The next representative of this famous family name, who created a financial empire in the twentieth century – Pierre Wertheimer. He was in fact the financial manager or as he was called “the brain and gray cardinal” of the famous Coco Chanel, who, by the way, was famous for her anti-Semitism. Pierre’s great-grandfather – Leiman Wertheimer was born in Alsace, near the same Baden, in the town of Otrot in 1797. Leiman was the son of a slaughterer, and was himself engaged in the cattle trade. When Alsace was annexed to Germany in 1871, one of Leiman’s three grandsons, Ernest, emigrated to France and settled in Paris. It was he who laid the foundation for the prosperity of the future financial empire.
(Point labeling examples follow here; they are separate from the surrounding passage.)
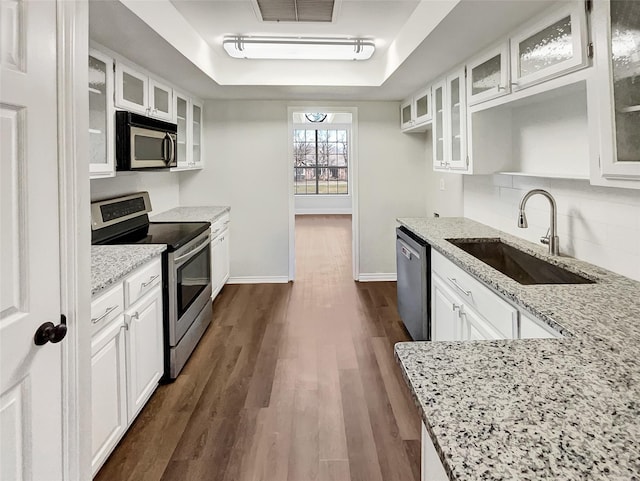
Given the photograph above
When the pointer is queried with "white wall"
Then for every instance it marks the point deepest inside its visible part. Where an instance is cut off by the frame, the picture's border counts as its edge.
(392, 176)
(163, 187)
(600, 225)
(247, 167)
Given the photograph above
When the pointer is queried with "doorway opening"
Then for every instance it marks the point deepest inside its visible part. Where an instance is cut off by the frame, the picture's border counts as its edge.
(323, 180)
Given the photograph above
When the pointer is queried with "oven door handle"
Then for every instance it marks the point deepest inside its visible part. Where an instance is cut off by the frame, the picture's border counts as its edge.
(206, 242)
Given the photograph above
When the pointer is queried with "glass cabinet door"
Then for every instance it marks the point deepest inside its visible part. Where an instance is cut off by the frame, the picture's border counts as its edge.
(551, 46)
(182, 120)
(160, 101)
(422, 106)
(438, 125)
(100, 115)
(131, 89)
(489, 75)
(624, 45)
(617, 40)
(197, 134)
(457, 120)
(406, 114)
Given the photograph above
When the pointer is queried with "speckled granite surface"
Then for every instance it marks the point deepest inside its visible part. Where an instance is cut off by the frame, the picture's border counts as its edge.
(192, 214)
(534, 409)
(111, 263)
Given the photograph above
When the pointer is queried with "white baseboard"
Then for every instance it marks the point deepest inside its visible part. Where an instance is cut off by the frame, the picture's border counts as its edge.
(336, 210)
(258, 280)
(378, 277)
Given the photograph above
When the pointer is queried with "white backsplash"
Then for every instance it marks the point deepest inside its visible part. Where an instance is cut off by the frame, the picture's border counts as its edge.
(600, 225)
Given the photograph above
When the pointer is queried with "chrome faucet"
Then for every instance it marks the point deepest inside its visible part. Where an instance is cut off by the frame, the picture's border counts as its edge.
(551, 239)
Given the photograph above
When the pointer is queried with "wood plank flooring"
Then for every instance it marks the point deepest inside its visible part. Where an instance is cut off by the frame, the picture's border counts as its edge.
(291, 382)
One of his sons – the already mentioned Pierre, born in 1888, married a representative of the Jewish dynasty of French bankers Lazar. Pierre and his brother Paul, who worked together all their lives, created a huge financial empire, which today is run by their grandchildren and is considered one of the largest financial structures in modern Europe.
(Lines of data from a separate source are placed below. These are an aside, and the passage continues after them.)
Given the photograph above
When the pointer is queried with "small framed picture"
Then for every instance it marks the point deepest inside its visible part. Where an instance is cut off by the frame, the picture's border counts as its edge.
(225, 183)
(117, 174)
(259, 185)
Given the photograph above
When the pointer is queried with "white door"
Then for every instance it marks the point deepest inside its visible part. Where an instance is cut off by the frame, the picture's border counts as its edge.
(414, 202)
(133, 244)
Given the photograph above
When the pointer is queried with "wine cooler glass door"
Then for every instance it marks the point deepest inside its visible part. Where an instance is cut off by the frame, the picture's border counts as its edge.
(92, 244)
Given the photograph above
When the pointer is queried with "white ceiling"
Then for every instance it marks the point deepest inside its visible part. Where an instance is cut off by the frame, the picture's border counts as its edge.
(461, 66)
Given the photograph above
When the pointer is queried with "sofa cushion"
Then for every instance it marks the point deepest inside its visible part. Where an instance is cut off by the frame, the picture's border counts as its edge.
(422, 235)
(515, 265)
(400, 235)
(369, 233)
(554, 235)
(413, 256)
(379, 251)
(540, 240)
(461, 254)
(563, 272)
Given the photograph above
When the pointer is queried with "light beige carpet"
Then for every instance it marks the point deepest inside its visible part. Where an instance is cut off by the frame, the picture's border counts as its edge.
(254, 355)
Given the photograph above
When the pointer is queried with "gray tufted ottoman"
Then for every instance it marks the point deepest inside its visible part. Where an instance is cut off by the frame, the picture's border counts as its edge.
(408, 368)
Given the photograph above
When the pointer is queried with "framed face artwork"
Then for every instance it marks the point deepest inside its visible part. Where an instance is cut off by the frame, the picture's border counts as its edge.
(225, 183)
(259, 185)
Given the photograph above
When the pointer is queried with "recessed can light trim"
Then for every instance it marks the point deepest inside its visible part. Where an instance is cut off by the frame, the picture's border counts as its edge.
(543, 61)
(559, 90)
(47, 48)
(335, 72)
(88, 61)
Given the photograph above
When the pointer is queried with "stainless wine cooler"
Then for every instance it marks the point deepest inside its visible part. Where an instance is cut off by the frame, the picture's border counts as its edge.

Another modern financial empire of the Wertheim family belongs to Zeev (Stef) Wertheimer, an Israeli businessman and public figure. His family, according to newspapers, is one of the 16 richest families in Israel. Ze’ev was born in 1926 in Kippenheim, Germany, the home of a branch of the Wertheim clan. His family moved to Eretz Israel in 1937. According to the Concise Jewish Encyclopedia “In 1943, Wertheimer volunteered for the British Air Force, working as an optical equipment repair technician at an air force base in Bahrain. In 1945 he joined the Palmach Force and completed a flight course at Kibbutz Na’an. In 1947-48 he worked as a technician in the underground war industry and in the Palmach Iftah Brigade.” In 1952, Wertheimer founded Iskar, a company for the development and production of cutting tools and superhard alloy products, which was one of the first to export domestic industrial products to the United States and European countries. “Iskar has established 63 subsidiary companies and branches in Europe and the Far East.” In 1977, Ze’ev became a member of the Knesset. He is one of the initiators and creators of the so-called “industrial parks”. He is also the founder of hi-tech centers in Israel. In 1991, he received the Israel State Prize. With his own money he created a museum dedicated to German Jews.
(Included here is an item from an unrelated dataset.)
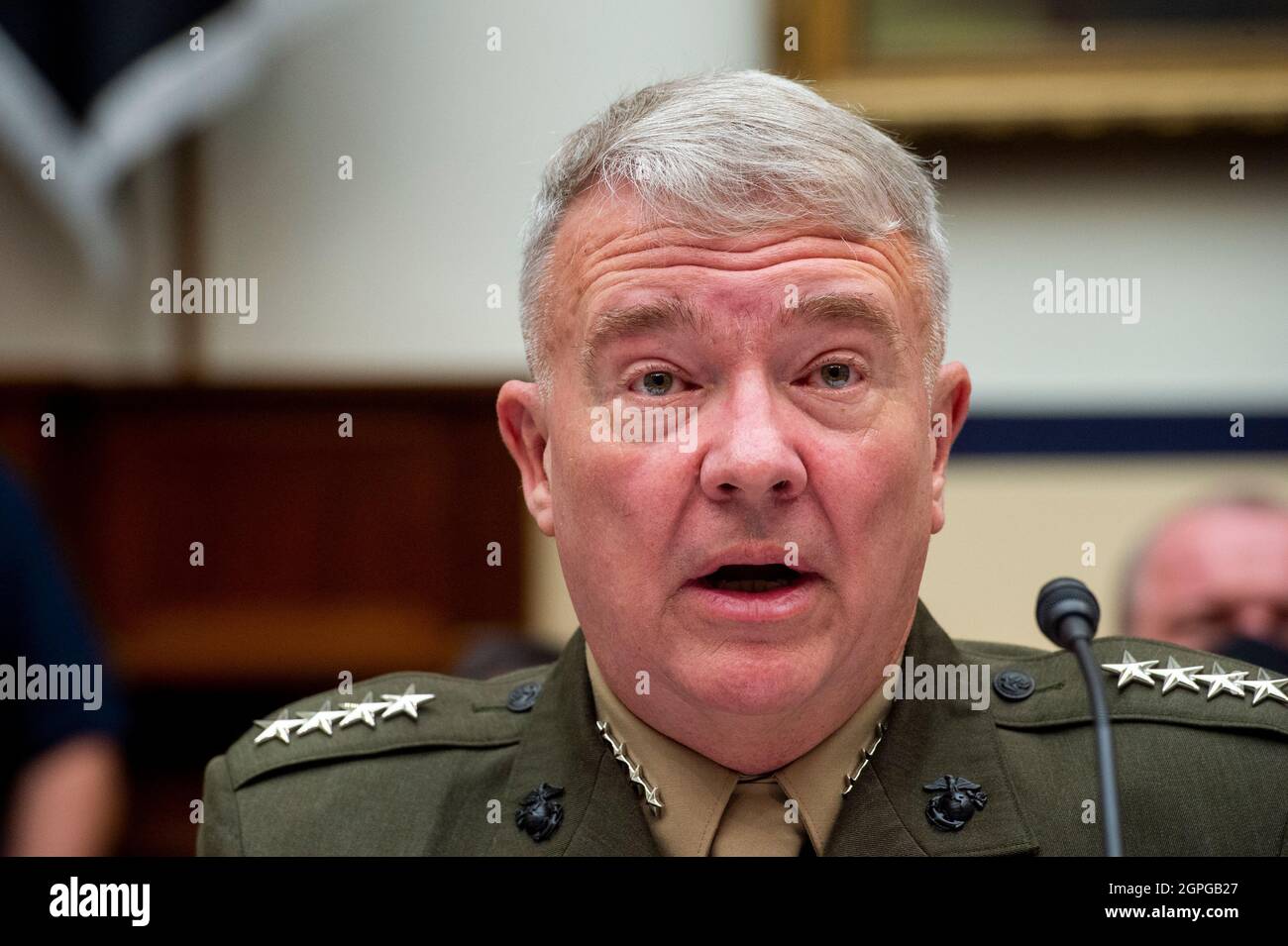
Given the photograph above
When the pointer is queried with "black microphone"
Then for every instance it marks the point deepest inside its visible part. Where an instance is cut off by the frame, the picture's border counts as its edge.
(1068, 614)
At the end of this article we would like to tell you about the latest events that happened not so long ago, in 2005, with the members of a large Jewish clan Wertheim, the descendants of one of the branches of which live in the United States. This branch of the Wertheims, the representatives of which until the early 30’s owned about 50 land plots and trading enterprises in Berlin alone. In particular, they owned the largest department store in the center of Berlin (the prototype of the current malls) and the land on which the Germans were built Hitler’s personal bunker, in the walls of which the Fuhrer, his wife Eva Braun and members of the Goebbels family committed suicide. The total amount of material claims of the Wertheim clan to Germany for the so-called “arized commercial enterprises and plots of land” is about 500 million euros. According to German newspapers, “after the Nazis came to power, the Wertheim family was forced to sell all their business and land plots to the Third Reich. The then head of the family Georg Wertheim under threat of reprisal left the management of the concern. In 1939, he managed to move across the ocean to the United States, which saved his life. Less fortunate was his brother Fritz, who ended up in a concentration camp. Georg told his children almost nothing, he did not want to remember his life in Germany at all. After the war, most of the Wertheims’ land ended up in the GDR. Only, after the destruction of the Berlin Wall, in 1991, Georg Wertheim’s daughter Barbara Prinzip, 72, filed a lawsuit claiming ownership of her family’s plots. Finally, in 2005, she was able to win that lawsuit. “This is a huge victory for our whole family that we have been waiting for for years,” she said – she said.